Monday, February 2, 2015

Monday Market Update -- SuperBrawl

News:
The big news is that I went out for some street food last night and did the whole thing in Spanish and even got a high-five from the super cute cashier after I made a mistake, realized it, then corrected myself. It felt really cool.

Oh and the food -- tamarind BBQ chicken wings -- was awesome.

The other big news is the term SuperBrawl as a description of last night's SuperBowl. This is yet another social mood alert and is a big reason while I want to be very short at any new all-time high, should it occur.

Another fascinating thing is this chart of "volatility" from the game using data by PredictionMachine.com that I found on Zero Hedge showing "what otherwise may have been the most nail-biting super bowl in history." Interesting.

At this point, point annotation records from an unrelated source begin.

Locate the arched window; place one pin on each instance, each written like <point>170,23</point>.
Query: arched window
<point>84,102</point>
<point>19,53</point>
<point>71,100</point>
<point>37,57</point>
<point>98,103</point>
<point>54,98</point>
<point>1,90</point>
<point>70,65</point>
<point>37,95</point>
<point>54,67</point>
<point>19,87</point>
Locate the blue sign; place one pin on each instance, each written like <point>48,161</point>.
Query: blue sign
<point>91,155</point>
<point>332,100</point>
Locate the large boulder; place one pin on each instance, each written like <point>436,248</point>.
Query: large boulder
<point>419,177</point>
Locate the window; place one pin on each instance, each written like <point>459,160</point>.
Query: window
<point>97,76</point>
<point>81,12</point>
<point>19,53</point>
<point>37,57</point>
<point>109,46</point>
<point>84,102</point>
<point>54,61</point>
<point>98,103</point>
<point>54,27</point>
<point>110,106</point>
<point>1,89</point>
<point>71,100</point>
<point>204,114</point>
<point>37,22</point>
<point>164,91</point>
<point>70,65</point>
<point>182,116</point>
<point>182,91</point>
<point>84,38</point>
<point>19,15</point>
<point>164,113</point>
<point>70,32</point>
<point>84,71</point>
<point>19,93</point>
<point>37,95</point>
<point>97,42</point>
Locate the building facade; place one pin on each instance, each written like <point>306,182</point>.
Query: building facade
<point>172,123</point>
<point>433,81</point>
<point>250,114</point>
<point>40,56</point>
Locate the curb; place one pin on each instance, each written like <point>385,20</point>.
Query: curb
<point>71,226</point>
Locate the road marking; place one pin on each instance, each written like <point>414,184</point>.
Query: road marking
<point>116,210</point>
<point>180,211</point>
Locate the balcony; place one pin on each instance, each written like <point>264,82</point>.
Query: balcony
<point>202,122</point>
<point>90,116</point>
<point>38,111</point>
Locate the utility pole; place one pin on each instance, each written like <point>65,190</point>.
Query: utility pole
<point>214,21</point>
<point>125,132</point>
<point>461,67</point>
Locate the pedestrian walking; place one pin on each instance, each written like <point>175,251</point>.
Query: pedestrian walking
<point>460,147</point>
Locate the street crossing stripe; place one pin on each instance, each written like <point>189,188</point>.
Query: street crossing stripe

Source: predictionmachine.com via Zero Hedge.com
Kind of feels descriptive of this triangle overlay. Lots of bulls and bears fighting, both sides getting more and more frustrated.

wavepatterntraders.com
When I study the above charts, they're yet more reasons why I feel we will eventually head higher even if 1972.56 fails.

ES Futures:
Weak, choppy overnight bounce suggests yet lower prices today.

FX:
The US dollar continues to pressure the 95.01 area. A break above would suggest new rally highs.

Bonds:
Yields are up slightly with 5s still showing relative strength vs. 10s and 30s, and 10s still winning the overnight volume grudge match by a wide margin.

Energy:
Oil rallied hard on Friday and shows some follow through this morning, but the pattern looks suspiciously like a nearly-complete a-b-c pattern which would project a final low (which would represent one hell of a buy). There is still a 37.33 target looming.

Metals:
Remaining constructive on gold unless 1239 fails.

S&P Outlook:
1988.12 looks like it wants to fail. The bigger level remains 1972.56. Thursday's rally from 1989.18 failed, therefore there is now a risk of visiting a 1:1 extension target at 1963.51, the next Fib levels at 1924.90 or even 1879.06.

If no failure at 1989.18, though, a sharp rally could ensue.

Based on the number of overlaps thus far, however, I would still view such lows as strong buys unless the wave structure drastically changes.